Tech Support > Computers & Technology > Computer Security > referrer spoofing protection
referrer spoofing protection
Posted by kops on May 30th, 2007


Is there any way I can protect my site from people using zspoof /
supermegaspoof etc. to spoof the referrer header?

Any help much appreciated,

Thanks, Jon.


Posted by Sebastian G. on May 30th, 2007


kops wrote:


Beside that I never heared of this weird stuff (any normal person would use
the refspoof extension for Mozilla, the referer form field in his download
manager, or wget --referer=), the obvious answer is NO.

From the view of your server, there's absolutely no difference between a
normal HTTP request with the correct Referer field being set by the
webbrowser due to actual reference, and a crafted field being set by anyone
else with knowledge the intended reference.

Posted by kops on May 30th, 2007


"Sebastian G." <seppi@seppig.de> wrote in message
news:5c5b4vF2tkjkoU1@mid.dfncis.de...
Hi Sebastian and thanks for the response. While it might be obvious to you,
it isn't to me so please bear with me

So from what I understand, the only way around this if I have a ring of
sites would be to ask each user to authenticate seperately at each site
rather than using the referral method?

Thanks again,

jon



Posted by Sebastian G. on May 30th, 2007


kops wrote:


I don't understand what you mean. Referrers are an open secret to anyone who
has already been authenticated somewhere, and can be transferred freely
among users. Passwords and any other kind of authentication are essentially
the same, any user can post them publicly so other can gain access to the site.

I think your problem is that your referrers are
a) easily guessed
b) not properly validated
c) not valuable to any authenticated user

Posted by Ertugrul Soeylemez on May 30th, 2007


"kops" <kops@kops.com> (07-05-30 12:40:05):

Not through the Referrer field itself. You need to somehow encode the
referring page URI into the request, and you need to do this properly.
This means that all pages need to be dynamically generated, and all
references in the pages need to be rewritten to include something like
"ref=PAGE-ID" in the query string part.

Technically that's easy to accomplish (e.g. using Apache's mod_perl),
but it will only work around Referrer spoofing. It will not prevent the
user from spoofing the `ref' query field itself, or just typing in the
URL in question manually.

Further beware of bookmarking or `URL pasting'. You will get wrong
things logged. To overcome this, you could use POST instead of GET, but
that's the wrong way to go, because POST is not intended to be used for
such purposes. And it would only work in forms, which is bad, too.

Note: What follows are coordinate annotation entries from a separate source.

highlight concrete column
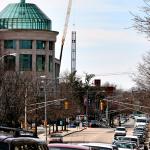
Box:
[45,41,49,75]
[32,40,36,74]
[15,40,20,72]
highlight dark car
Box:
[0,136,48,150]
[48,133,63,143]
[0,127,48,150]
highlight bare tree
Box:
[132,0,150,38]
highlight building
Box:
[0,0,60,79]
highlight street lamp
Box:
[40,75,47,143]
[0,53,17,60]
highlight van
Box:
[134,117,148,127]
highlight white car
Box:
[78,143,118,150]
[114,127,127,136]
[115,141,138,150]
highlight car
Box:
[112,135,126,144]
[78,143,118,150]
[0,135,48,150]
[114,127,127,136]
[0,126,48,150]
[115,135,141,148]
[115,141,138,150]
[48,133,63,143]
[134,117,148,127]
[48,143,90,150]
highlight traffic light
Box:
[99,100,107,111]
[64,100,69,109]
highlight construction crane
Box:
[59,0,72,65]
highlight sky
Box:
[0,0,150,90]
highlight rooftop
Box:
[0,0,51,31]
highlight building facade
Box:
[0,0,60,79]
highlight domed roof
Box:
[0,0,51,30]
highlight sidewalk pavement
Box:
[38,127,86,140]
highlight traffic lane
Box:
[63,128,132,143]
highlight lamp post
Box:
[0,53,17,60]
[40,76,47,143]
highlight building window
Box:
[36,55,45,71]
[49,41,54,50]
[36,40,46,49]
[20,54,32,71]
[4,56,16,71]
[19,40,32,49]
[49,56,53,72]
[4,40,16,49]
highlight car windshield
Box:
[0,142,9,150]
[116,128,125,131]
[11,142,47,150]
[117,143,136,149]
[136,119,146,123]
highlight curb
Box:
[63,128,87,137]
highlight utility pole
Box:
[106,99,109,125]
[24,88,27,130]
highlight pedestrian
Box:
[144,144,148,150]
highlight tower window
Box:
[36,40,46,49]
[20,54,32,71]
[36,55,45,71]
[4,40,16,49]
[49,56,53,72]
[19,40,32,49]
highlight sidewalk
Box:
[38,127,86,140]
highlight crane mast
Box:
[59,0,72,65]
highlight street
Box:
[63,119,134,143]
[63,128,132,143]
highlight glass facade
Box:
[49,41,54,50]
[36,55,45,71]
[36,40,46,49]
[0,2,51,31]
[19,40,32,49]
[49,56,53,72]
[19,54,32,71]
[4,56,16,71]
[4,40,16,49]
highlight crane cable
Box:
[59,0,72,65]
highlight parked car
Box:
[115,141,138,150]
[114,127,127,136]
[78,143,117,150]
[114,135,141,148]
[48,133,63,143]
[0,136,48,150]
[0,127,48,150]
[48,143,90,150]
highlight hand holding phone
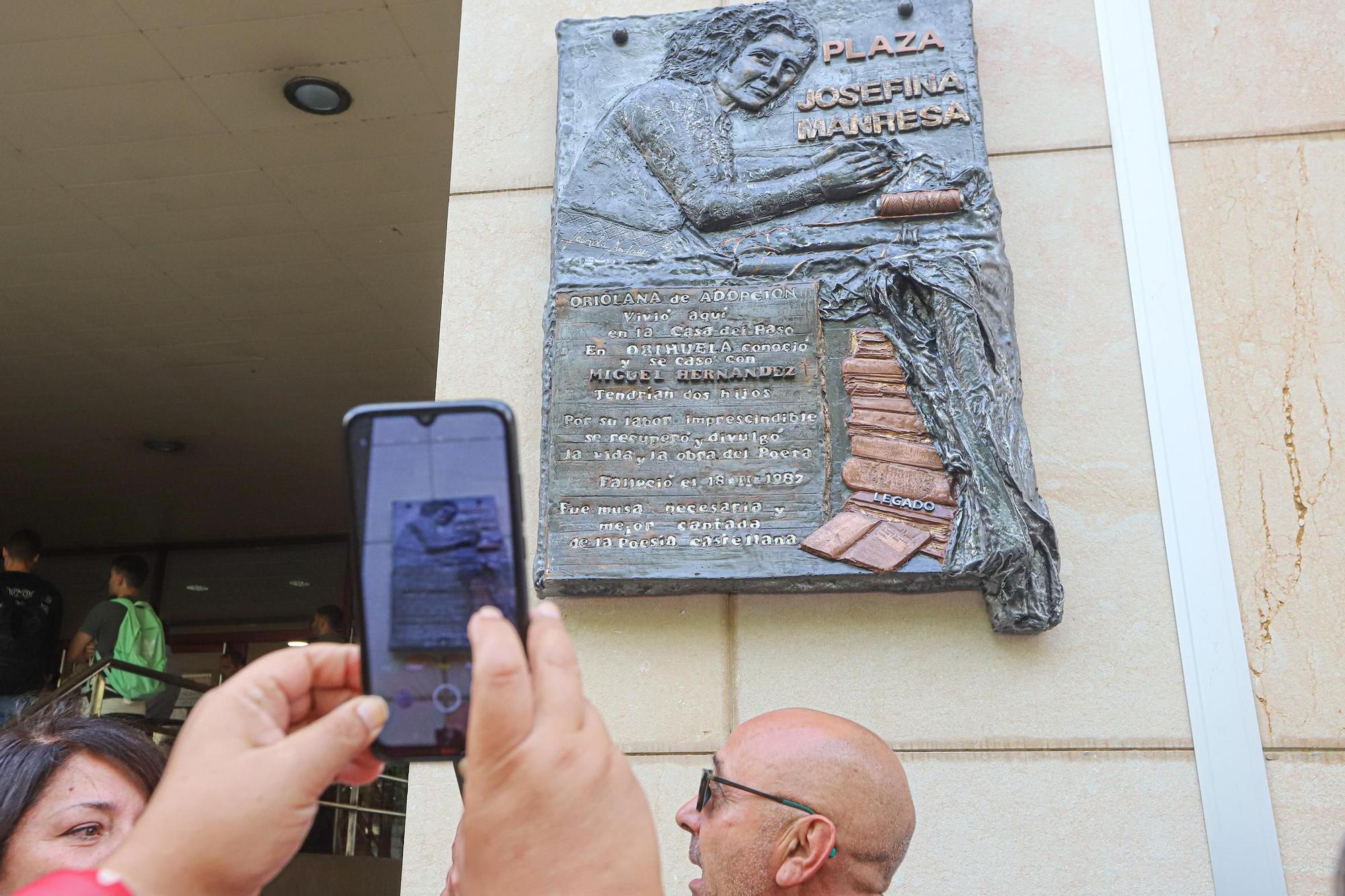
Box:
[445,603,663,896]
[346,401,527,759]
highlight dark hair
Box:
[421,498,457,517]
[0,706,164,868]
[659,3,818,90]
[4,529,42,564]
[313,604,346,630]
[112,555,149,591]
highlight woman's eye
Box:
[62,823,102,840]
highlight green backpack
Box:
[98,598,168,700]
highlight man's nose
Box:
[675,799,701,836]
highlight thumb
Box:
[272,696,387,799]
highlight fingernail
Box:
[355,697,387,731]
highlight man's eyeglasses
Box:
[695,768,818,815]
[695,768,837,858]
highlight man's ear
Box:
[775,815,837,889]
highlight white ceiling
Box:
[0,0,459,546]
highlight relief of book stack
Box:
[802,328,958,572]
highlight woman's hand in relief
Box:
[812,142,894,199]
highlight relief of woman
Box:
[557,4,893,261]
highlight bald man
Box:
[677,709,916,896]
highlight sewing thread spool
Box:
[878,190,962,218]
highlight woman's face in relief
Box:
[714,31,812,112]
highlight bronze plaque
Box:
[535,0,1064,631]
[543,281,829,587]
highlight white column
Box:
[1095,0,1286,896]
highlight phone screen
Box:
[347,403,526,756]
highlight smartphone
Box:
[344,401,527,760]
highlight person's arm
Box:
[621,82,892,231]
[44,588,65,684]
[104,645,387,896]
[66,619,94,666]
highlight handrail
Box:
[317,799,406,818]
[22,657,210,717]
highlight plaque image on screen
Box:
[389,495,512,651]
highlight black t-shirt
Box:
[79,598,136,659]
[0,572,61,696]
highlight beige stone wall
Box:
[402,0,1345,896]
[1154,0,1345,893]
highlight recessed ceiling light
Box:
[285,75,350,116]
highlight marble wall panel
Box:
[1150,0,1345,140]
[1266,752,1345,896]
[1173,134,1345,747]
[734,149,1190,747]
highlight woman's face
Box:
[714,31,811,112]
[0,754,145,893]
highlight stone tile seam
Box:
[624,747,1345,760]
[448,142,1111,199]
[434,124,1345,198]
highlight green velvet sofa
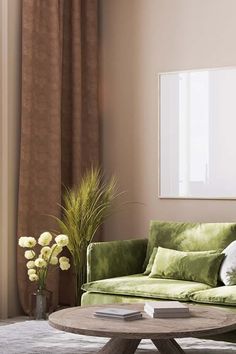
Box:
[82,221,236,342]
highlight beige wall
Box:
[0,0,21,317]
[99,0,236,240]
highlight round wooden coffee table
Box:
[49,303,236,354]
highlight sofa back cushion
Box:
[143,221,236,270]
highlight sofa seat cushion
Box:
[82,274,211,301]
[190,285,236,306]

If you place such an importantance into the knowledge of the Referrer,
then you have to force every user to register and login, and use
cryptographical methods. I cannot imagine any scenario, where such an
overkill is necessary.

By the way, both methods I presented here are intra-site methods. They
will not work for inter-site references, unless the remote site
implements the same scheme.

In other words, don't rely on the Referrer at all. Live with the fact
that it can be spoofed, because you can't prevent it reliably. For
things like ad-click counters, encode the corresponding information in
the URI, but don't rely on Referrers or home-grown techniques.


Regards,
Ertugrul Söylemez.


--
Security is the one concept, which makes things in your life stay as
they are. Otto is a man, who is afraid of changes in his life; so
naturally he does not employ security.